On the second day, you will learn how to use Nextflow for building scalable and reproducible bioinformatics pipelines and running them on a personal computer, cluster and cloud.
After two days of the course, there will be 10 days of the hackathon, during which the teams will work on building up real pipelines by topics of interest, followed up by the day of the hackathon follow-up and troubleshooting.
Objectives
Containers
- Learn the concept of and the difference between Docker & Singularity containers
- Write a Docker recipe, build and run a Docker image and containers
- Pull and push Docker container to / from Docker hub
- Docker files and layers; Docker cashing
- Working with volumes
- Pull Docker containers as a Singularity image
Pipelines
- Understand Nextflow's basic concepts: processes, channels, ...
- Write and run a Nextflow pipeline (using a Singularity containers)
Programme:
Day 1: Docker containers
09:00 - 09:30 Introduction to containers
- History of containers, what are containers and why should we use them?

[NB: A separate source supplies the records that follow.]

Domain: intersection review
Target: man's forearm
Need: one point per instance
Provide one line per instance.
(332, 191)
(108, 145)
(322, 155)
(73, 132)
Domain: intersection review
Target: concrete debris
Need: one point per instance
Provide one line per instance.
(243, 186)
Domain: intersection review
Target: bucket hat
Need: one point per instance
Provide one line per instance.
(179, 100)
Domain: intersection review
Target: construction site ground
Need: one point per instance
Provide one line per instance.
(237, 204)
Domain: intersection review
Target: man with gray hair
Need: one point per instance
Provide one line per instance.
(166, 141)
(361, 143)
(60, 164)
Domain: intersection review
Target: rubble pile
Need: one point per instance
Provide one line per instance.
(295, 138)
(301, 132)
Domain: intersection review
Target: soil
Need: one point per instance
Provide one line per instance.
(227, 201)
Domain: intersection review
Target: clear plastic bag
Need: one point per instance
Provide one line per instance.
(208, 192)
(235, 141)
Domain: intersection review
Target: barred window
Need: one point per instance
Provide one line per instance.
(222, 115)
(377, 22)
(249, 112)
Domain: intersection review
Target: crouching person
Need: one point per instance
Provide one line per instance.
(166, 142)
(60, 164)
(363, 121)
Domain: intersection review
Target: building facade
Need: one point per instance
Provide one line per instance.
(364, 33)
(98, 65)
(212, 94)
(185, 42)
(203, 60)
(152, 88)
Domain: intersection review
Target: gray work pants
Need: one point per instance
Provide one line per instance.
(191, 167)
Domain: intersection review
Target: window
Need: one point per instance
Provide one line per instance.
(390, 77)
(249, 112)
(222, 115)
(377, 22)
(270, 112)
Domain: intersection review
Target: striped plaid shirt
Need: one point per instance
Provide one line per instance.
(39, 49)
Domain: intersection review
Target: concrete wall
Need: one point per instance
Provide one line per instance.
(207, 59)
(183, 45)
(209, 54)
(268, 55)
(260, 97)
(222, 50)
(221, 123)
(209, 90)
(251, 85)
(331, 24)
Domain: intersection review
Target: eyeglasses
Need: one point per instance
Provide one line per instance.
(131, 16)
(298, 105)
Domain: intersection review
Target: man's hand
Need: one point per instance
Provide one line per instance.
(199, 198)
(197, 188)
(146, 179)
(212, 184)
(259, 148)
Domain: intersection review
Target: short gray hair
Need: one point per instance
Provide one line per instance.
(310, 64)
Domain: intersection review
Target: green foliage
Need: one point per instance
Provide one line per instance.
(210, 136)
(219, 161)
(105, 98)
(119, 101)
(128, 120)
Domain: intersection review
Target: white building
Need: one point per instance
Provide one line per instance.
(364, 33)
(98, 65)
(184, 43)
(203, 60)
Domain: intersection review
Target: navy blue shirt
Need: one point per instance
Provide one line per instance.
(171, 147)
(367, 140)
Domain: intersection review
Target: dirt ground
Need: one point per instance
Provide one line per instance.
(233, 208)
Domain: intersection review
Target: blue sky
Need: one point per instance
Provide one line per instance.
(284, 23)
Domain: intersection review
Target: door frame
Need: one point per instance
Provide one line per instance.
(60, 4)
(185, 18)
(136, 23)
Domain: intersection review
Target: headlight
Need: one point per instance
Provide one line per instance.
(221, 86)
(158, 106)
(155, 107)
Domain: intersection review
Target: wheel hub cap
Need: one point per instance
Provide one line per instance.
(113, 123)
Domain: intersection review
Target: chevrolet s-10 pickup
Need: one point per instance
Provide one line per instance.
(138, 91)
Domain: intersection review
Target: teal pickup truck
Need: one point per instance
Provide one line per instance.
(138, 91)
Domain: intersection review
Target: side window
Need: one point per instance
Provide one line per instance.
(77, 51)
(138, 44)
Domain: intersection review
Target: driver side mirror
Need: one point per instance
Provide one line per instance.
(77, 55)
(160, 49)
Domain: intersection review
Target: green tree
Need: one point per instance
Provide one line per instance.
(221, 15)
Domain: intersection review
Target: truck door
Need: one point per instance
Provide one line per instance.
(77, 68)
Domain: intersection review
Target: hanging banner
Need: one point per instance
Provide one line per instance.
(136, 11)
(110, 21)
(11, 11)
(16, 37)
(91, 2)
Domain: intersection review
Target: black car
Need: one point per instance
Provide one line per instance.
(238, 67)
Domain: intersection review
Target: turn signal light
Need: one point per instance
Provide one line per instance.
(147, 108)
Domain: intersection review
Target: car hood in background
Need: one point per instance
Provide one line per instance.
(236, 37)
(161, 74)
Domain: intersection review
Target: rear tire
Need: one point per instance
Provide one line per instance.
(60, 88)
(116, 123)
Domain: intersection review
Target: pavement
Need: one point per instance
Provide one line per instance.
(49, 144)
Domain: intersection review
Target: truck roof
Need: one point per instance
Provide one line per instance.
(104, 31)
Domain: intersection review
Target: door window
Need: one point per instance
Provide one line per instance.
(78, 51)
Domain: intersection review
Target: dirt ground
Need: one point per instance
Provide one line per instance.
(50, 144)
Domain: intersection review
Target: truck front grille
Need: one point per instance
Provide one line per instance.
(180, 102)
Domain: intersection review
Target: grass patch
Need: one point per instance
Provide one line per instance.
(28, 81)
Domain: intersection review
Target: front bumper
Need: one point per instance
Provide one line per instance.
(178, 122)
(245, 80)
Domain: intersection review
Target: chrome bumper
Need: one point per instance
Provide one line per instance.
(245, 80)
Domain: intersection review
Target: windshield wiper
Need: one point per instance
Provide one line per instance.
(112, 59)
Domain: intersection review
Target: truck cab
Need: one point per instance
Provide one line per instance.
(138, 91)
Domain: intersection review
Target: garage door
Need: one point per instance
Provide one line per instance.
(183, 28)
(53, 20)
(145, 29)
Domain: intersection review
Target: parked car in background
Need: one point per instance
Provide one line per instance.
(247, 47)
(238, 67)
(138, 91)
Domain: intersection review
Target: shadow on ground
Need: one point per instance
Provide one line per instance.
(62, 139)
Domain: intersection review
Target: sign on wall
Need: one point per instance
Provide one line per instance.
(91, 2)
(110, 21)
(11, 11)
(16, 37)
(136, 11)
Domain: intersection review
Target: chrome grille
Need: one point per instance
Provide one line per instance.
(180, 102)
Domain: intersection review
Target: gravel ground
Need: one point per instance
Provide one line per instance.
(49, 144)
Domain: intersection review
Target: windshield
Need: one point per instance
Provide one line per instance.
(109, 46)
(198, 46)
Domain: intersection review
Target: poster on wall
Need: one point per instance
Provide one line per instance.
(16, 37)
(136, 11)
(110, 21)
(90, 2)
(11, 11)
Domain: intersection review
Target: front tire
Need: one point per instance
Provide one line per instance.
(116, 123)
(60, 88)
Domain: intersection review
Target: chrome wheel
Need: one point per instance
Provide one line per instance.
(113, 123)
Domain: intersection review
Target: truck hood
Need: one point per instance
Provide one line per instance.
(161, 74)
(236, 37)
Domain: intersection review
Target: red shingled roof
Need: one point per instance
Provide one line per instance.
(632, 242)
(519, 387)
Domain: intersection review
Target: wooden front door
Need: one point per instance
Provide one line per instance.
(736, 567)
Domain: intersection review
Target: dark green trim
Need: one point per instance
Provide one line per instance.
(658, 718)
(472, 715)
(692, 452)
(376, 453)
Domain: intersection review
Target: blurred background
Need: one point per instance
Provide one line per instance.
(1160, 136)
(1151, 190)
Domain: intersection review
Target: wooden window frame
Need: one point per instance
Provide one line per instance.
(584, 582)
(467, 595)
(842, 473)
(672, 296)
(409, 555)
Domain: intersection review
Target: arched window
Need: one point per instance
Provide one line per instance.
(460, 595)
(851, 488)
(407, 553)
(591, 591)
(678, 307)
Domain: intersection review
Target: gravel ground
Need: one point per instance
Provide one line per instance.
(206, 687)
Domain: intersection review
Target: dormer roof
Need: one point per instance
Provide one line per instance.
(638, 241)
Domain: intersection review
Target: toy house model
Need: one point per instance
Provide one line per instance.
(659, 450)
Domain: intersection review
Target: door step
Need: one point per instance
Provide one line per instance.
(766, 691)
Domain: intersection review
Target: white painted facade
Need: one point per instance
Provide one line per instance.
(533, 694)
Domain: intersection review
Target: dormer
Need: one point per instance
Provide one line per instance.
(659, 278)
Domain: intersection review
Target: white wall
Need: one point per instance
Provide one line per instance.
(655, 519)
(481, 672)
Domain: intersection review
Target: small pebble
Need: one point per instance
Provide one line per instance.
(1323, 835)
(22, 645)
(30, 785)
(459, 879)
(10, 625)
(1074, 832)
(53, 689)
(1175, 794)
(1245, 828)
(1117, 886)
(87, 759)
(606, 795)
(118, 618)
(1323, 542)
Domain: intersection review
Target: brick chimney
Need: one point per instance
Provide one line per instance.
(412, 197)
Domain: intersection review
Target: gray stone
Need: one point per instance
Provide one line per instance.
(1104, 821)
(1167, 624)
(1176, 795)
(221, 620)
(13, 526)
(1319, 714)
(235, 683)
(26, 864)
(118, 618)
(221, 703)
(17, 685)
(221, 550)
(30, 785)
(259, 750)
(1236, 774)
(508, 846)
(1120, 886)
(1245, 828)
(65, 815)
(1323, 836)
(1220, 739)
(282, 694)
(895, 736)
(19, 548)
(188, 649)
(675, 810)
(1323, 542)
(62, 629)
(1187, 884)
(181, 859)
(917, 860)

- Containers vs. virtual machines
13:00 - 17:00 Singularity Containers
- Differences between Singularity and Docker: why and when to use one or the other. Pros and cons.
- Singularity recipes
- Building a basic Singularity image
- Pull and run an image with Singularity from Docker hub
- Volumes in Singularity
- Use a Singularity image interactively
Day 2:
09:00 - 17:00 Nextflow pipelines
- Run a simple Nextflow pipeline and obtain a thorough understanding of config and pipeline files
- Modify a pipeline and rerun processes
- Theoretic approach to processes, channels and operators; the basics of Nextflow
- Write and run a simple Nextflow pipeline (e.g. print text, process a simple calculation)
- Including Singularity containers in Nextflow pipelines
Day 3 (TBC)
09:00 – 17:00 Hackathon
- Team presentations of developed pipelines and troubleshooting
Attendees: Researchers using the Linux command line on a regular basis with no or little knowledge of containers or workflow pipelines.